I also loved The Help. It’s been a long time since I read a book of that length so quickly. I hope to see the movie soon, though I’ve heard it’s not as good as the book. Typical. I try not to read reviews before I read a book, so afterward I was surprised to read negative remarks written as though the reader expected The Help to be more history than fiction.

Despite what the cover says, Joy for Beginners is not constructed as a traditional novel, and eventually I found it less frustrating to read it as a collection of connected short stories. The writing is pretty. The reason I’m taking so long to finish the book is that I don’t care enough about the characters.

As for Contagion, it was a disappointment. The acting was good, the story premise good, the execution of that premise, not good. It started out well, developed a bit, but then waned, and finally, fizzled out.
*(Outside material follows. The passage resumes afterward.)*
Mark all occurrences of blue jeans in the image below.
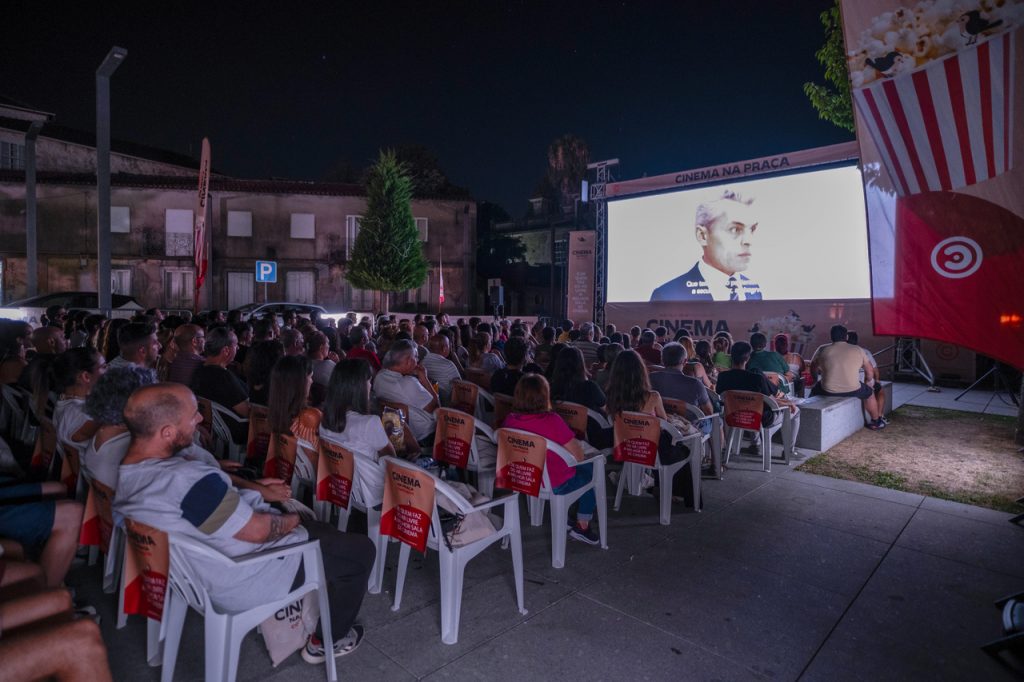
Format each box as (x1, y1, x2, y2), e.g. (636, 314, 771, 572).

Gee. I seem to be doing nothing but blogging reviews lately, or rather opinions—which is exactly how you should view them.

I don’t really have much to say about writing because I’m sort of stumbling around again. This is a list of the writing problems I encountered this month:

  1. I kept changing my mind on which book to work on first. (Solved … I think.)
  2. I lost sight of writing for myself and started wondering what readers would think.
  3. I started worrying about who I’ll get to beta read and how I can pay an editor.

In short, I’ve been fussing and fighting with writing, but not doing much of it. I have one more novel to read, and then I’m hanging up my library card for a while, so I can do what I’m supposed to do. Write. Right?

Always, this ache in my heart

I’ve set my novel aside for just a little while to write some short stories. I traded in the cello for the fiddle and banjo because Bluegrass music better sets the mood for the latest few stories I’ve worked on. Then again, that music fits my mood no matter what I’m writing for another reason—the underlying heartache.

There’s heartache behind everything I write. This past year has been one of the hardest of my real life, but I’m not referring to that heartache. I don’t write about that. I write to forget that. The heartache I refer to is not in my life or even in my writing. It’s for my writing.

Each time I begin a story, I hope this will be The One. This will be the story written so beautifully I’ll amaze myself. This will be the story that captures my true feelings, my true thoughts, my heart.

Frustrated, I watch the hope melt away as I write, never quite managing to put the words I feel on paper. I type ghosts, gossamer imitations, words of gauze. The story flows from my heart a rich, full-bodied cabernet, but seeps from my brain a cheap, watery plonk.

Because some of what I’ve written has pleased others, I try to convince myself to be satisfied with that, but among the thousands of words I write, I see phrases, a sentence, perhaps a paragraph, that hint of what the whole could be, if only I knew how to fully open that connection from heart to brain.

Those diamonds among the rhinestones haunt me. This is not my perfectionism rearing its ugly head. I’m disappointed, not because I didn’t always choose the perfect words, but because I didn’t convey what I intended with those words, perfect or imperfect.

I know what’s in my heart and I believe it’s possible to release that. So, I can only write and write and write until the words flow unimpeded, powerful, and pure. Until then, there’s an ache in my heart.